German films took almost 30% of the local box-office over the first quarter of 2009, according to figures from Nielsen EDI. It is down from 33% for the same period last year.

The latest figures show the local market took a 28.4% share between January and March, with box-office takings for German productions and co-productions rising to $87.9m (Euro 65.3m). Local films took a 29.6% share of admissions with 10.5m tickets sold over the period.

It compares to a strong first period of 2008, with long-runner Til Schweiger’s Rabbit Without Ears showing in the same period a year ago. The romantic comedy opened on December 20, 2007 and took over $49.9m (Euro 37m) between January and March 2008. Along with The Wave and Earth it grew the domestic industry’s market share to 33%.

The interest in local films has been driven by including Berlinale opener The International and the Oscar-winning The Reader.
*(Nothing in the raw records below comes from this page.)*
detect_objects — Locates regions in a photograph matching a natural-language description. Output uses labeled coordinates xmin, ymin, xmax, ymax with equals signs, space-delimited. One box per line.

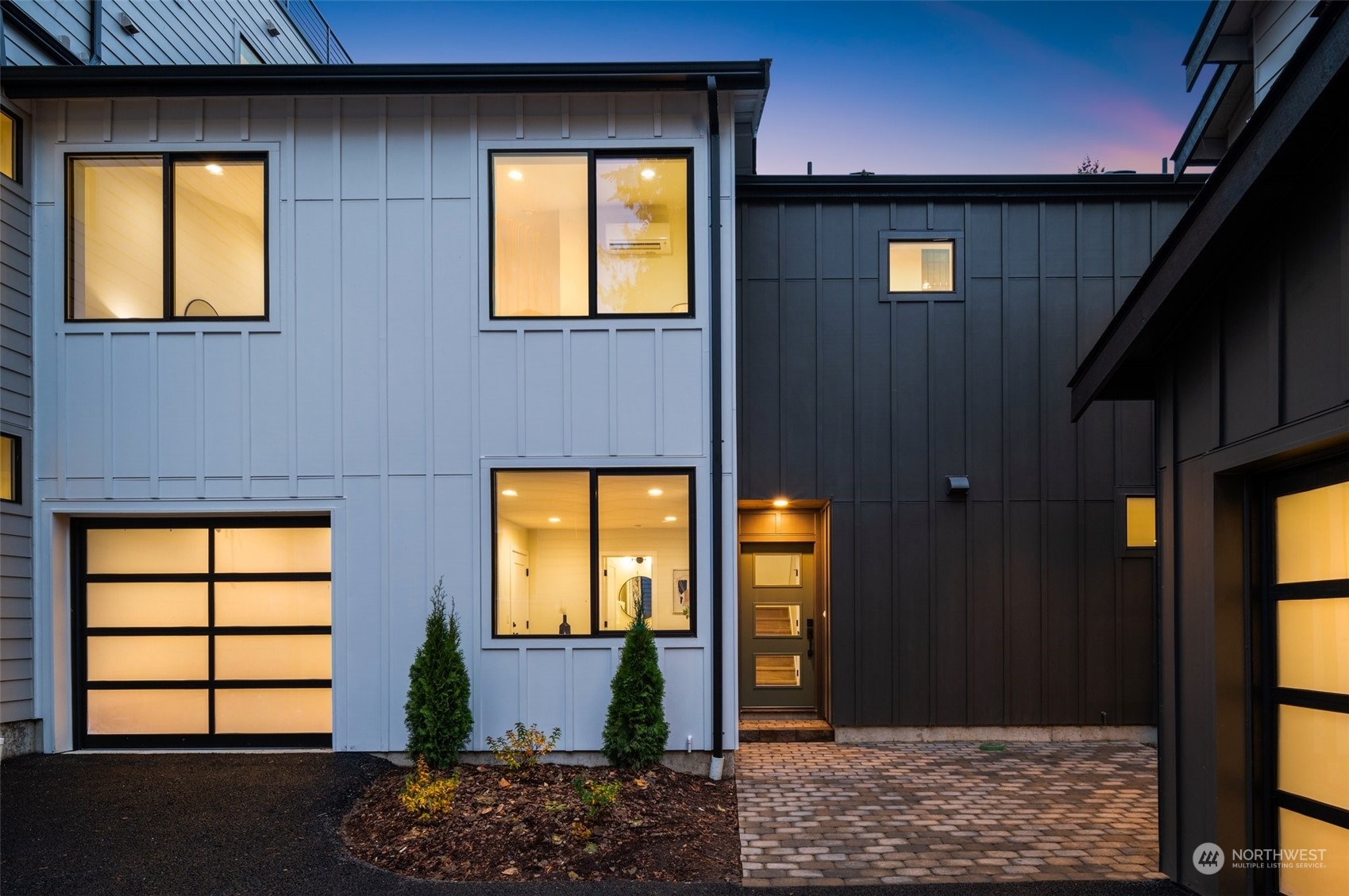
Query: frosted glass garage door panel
xmin=216 ymin=635 xmax=333 ymax=682
xmin=89 ymin=635 xmax=210 ymax=682
xmin=216 ymin=687 xmax=333 ymax=734
xmin=85 ymin=582 xmax=209 ymax=628
xmin=87 ymin=689 xmax=210 ymax=734
xmin=216 ymin=582 xmax=332 ymax=625
xmin=216 ymin=529 xmax=332 ymax=573
xmin=87 ymin=529 xmax=208 ymax=575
Other local successes also include stand-up comedian Mario Barth’s feature film debut Männersache, Stefan Ruzowitzky’s family entertainment film Lilly The Witch, Henrich Breloer’s Thomas Mann adaptation Buddenbrooks - The Decline Of A Family, and the teen comedy Wild Chicks And Life as well as the films by Tom Tykwer and Stephen Daldry.

The top five German films, including co-productions, over the first quarter of 2009 are The Reader ($15.2m, Euro 11.3m), Männersache ($11.7m, Euro 8.7m), Buddenbrooks ($9.8m, Euro 6.8m), Lilly The Witch ($7.4m, Euro 5.5m), Wild Chicks And Life ($6.7m, Euro 5m).